By Jane, this attention was received with the greatest pleasure, but Elizabeth still
saw superciliousness in their treatment of everybody, hardly excepting even her
sister, and could not like them; though
their kindness to Jane, such as it was, had a value as arising in all probability from
the influence of their brother's admiration.
It was generally evident whenever they met, that he did admire her and to her it was
equally evident that Jane was yielding to the preference which she had begun to
entertain for him from the first, and was
in a way to be very much in love; but she considered with pleasure that it was not
likely to be discovered by the world in general, since Jane united, with great
strength of feeling, a composure of temper
and a uniform cheerfulness of manner which would guard her from the suspicions of the
impertinent. She mentioned this to her friend Miss
Lucas.
"It may perhaps be pleasant," replied Charlotte, "to be able to impose on the
public in such a case; but it is sometimes a disadvantage to be so very guarded.

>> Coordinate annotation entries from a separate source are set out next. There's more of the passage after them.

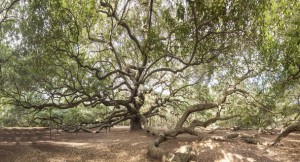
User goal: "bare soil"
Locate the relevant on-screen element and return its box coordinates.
[0,127,300,162]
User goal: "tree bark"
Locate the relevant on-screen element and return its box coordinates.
[130,117,143,131]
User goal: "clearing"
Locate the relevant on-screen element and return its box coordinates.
[0,127,300,162]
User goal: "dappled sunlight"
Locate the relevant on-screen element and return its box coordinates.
[192,140,220,150]
[215,150,256,162]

If a woman conceals her affection with the same skill from the object of it, she may
lose the opportunity of fixing him; and it will then be but poor consolation to
believe the world equally in the dark.
There is so much of gratitude or vanity in almost every attachment, that it is not
safe to leave any to itself.
We can all begin freely--a slight preference is natural enough; but there are
very few of us who have heart enough to be really in love without encouragement.
In nine cases out of ten a women had better show more affection than she feels.
Bingley likes your sister undoubtedly; but he may never do more than like her, if she
does not help him on."
"But she does help him on, as much as her nature will allow.
If I can perceive her regard for him, he must be a simpleton, indeed, not to
discover it too."
"Remember, Eliza, that he does not know Jane's disposition as you do."
"But if a woman is partial to a man, and does not endeavour to conceal it, he must
find it out."
"Perhaps he must, if he sees enough of her.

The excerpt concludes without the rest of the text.